When President Franklin D. Roosevelt signed the Fair Labor Standards Act of 1938 (FLSA) into law, it was a landmark and welcome law that originally only applied to about 20% of the labor force (mostly factory workers). The law banned oppressive child labor, set minimum wage at 25 cents per hour, and set a maximum workweek at 44 hours.

Over the past 75 years, the FLSA has morphed into a complex and highly-litigated area of the law that regulates nearly all workplaces. It is now almost universally despised by employers.
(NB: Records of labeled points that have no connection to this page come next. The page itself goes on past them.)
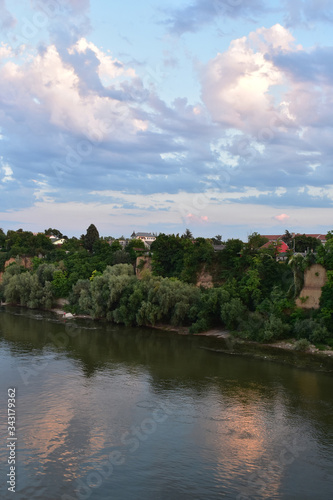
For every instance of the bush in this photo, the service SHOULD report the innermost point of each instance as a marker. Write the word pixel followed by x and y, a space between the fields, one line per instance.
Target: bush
pixel 302 345
pixel 310 329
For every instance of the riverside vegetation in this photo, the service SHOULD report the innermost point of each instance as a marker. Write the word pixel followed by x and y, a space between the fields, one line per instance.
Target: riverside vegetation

Decades of amendments have made the FLSA so expansive it requires multi-volume sets of legal treatises to fully comprehend, its nuances ensure almost no employer can fully comply, and plaintiffs’ attorneys crank out lawsuits by the dozens, knowing a single dollar owed entitles them to recover all of the attorney’s fees spent prosecuting the case.

So, in honor of Labor Day, I offer the following thanks for what the Department of Labor has chosen not to regulate (yet):

  1. The FLSA does not require an employer provide vacation days or any holidays off;
  2. The FLSA does not require sick pay or severance pay;
  3. The FLSA does not require provision of meal or rest periods (but it does regulate them, if the employer provide them, and Florida law regulates breaks for minors);
  4. The FLSA does not require premium pay for weekend or holiday work;
  5. The FLSA does not require provision of any fringe benefits or pay raises;
  6. The FLSA does not require a discharge notice, reason for discharge, or immediate payment of final wages to terminated employees (but thorough documentation and prompt payment is recommended);
  7. The FLSA does not limit the number of hours in a day or days in a week an employee may be required or scheduled to work, including overtime hours (so long as the employee is at least 16 years old).

Cheers to the little bit of discretion the FLSA has left to be negotiated between the modern employer and its employees.